Is that what you're saying about Alan's blog? That it's profoundly
ugly, yet you are compelled to look? The French have a word for that,
especially with regards to women. But it's in French, so I don't know
it.
hl
What's so ugly about intestines? They are brightly colored and have a
smooth serpentine shape. You're thinking about what is INSIDE
intestines.
>Jackson Pillock wrote:
The term is "jolie-laide" -- pretty/ugly. A good example is Charlotte
Gainsbourg (http://tinyurl.com/on83). The term will need no
explanation for women, who have always been able to be attracted to
men whose charms are not, shall we say, in keeping with classic
notions of physical perfection.
--
AH
>Alan, I hope you don't mind me posting to your blog.
>Beauty is nature's front. Faces and flowers are beautiful; intestines and
>roots are ugly.
I profoundly disagree. There's nothing whatever ugly about a tree-root
or a length of glistening intestine. Everything ugly is mad-made.

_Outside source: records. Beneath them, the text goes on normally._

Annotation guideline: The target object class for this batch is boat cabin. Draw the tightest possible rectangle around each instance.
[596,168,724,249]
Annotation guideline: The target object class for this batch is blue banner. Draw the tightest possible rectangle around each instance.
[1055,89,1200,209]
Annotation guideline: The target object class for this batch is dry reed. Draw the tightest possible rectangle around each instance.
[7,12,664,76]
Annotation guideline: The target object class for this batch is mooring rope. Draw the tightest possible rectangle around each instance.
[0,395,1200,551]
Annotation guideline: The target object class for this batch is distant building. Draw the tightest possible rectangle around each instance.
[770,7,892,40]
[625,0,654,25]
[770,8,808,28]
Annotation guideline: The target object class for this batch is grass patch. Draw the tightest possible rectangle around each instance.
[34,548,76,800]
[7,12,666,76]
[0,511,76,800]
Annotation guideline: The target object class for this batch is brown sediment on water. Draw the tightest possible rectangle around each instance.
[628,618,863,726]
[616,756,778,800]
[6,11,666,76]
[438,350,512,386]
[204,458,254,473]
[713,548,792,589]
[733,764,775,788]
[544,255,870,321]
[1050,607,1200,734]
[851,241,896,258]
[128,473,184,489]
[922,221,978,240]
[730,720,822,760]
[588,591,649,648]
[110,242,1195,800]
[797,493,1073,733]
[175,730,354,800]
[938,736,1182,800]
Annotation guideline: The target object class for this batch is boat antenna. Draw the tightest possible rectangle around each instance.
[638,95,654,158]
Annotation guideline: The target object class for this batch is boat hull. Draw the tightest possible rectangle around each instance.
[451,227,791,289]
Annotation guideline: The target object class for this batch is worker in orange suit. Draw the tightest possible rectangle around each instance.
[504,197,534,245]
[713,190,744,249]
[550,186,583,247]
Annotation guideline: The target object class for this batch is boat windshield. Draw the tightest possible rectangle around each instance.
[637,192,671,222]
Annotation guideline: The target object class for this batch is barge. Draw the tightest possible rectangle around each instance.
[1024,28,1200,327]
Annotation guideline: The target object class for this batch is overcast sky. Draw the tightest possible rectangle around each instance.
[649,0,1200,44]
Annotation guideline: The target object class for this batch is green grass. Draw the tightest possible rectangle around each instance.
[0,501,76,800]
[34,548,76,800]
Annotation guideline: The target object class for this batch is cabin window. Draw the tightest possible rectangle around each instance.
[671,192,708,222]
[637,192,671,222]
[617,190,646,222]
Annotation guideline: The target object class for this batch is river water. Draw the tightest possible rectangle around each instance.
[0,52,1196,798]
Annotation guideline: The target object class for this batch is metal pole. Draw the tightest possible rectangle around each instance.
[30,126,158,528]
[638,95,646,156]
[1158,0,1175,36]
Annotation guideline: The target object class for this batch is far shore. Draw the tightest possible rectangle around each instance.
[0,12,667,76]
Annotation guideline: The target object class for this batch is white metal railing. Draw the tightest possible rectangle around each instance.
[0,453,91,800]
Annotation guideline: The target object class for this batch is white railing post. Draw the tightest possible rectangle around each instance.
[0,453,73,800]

>Hannah Arendt wrote that natural things present themselves.
>If you look at the presented thing, you see beauty. If you look beneath,
>inside or behind it, you find ugliness. Which is not to deny the fascination
>ugliness inspires. A sculptor works near here, making large stone forms
>reminiscent of dividing cells, tangled worms, pupae. It is all profoundly
>ugly, yet compels you to look.
It's quite possible for a sculpture to be ugly, even intentionally so.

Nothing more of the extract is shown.